Producers in the country have significantly slowed their efforts to extract natural gas in the US, and have instead turned their focus to more profitable oil and gas liquids wells. Energy companies operating in the US have added two oil-focused rigs this week, bringing the total to 1,416. The total had stood at a 25-year high of 1,427 two weeks ago, before 13 rigs were brought offline last week.
Conversely, the gas-directed rig count posted its ninth drop in the last ten weeks, sliding by 13 this week alone to 505. This is the lowest level since 1999, when 498 rigs were operating in the US, according to data from oil services firm Baker Hughes.
Gas rigs peaked in October last year, but have since dropped 46 per cent. The significant drop, which has been staged over the last nine months, has led experts to believe that producers are getting serious about stemming the flood of record gas supplies.

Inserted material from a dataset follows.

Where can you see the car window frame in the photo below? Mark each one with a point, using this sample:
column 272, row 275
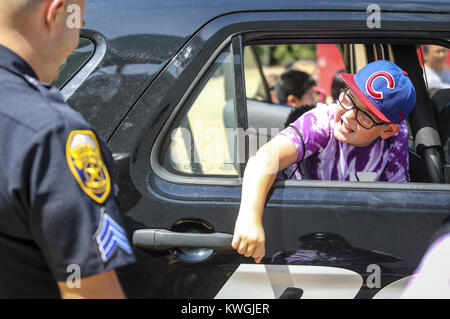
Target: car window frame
column 344, row 36
column 82, row 74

Horizontal rigs are also suffering a downward trend, falling for the third straight week as 13 rigs were taken out of service. However, the drop hasn’t been as severe as in other parts of the industry, falling only 3.5 per cent from the record high of 1,193 set in May.
Dry gas drilling has been hit hard by current prices, and most suppliers are finding it hard to make the numbers add up. It is unsurprising, therefore, that drillers have moved rigs to more lucrative shale oil and shale gas liquid, which still produce plenty of associated dry gas that ends up in the market after processing.
Even though gross US gas production has slowed since January, output is still flowing at near all-time highs despite the sharp decline in dry gas drilling.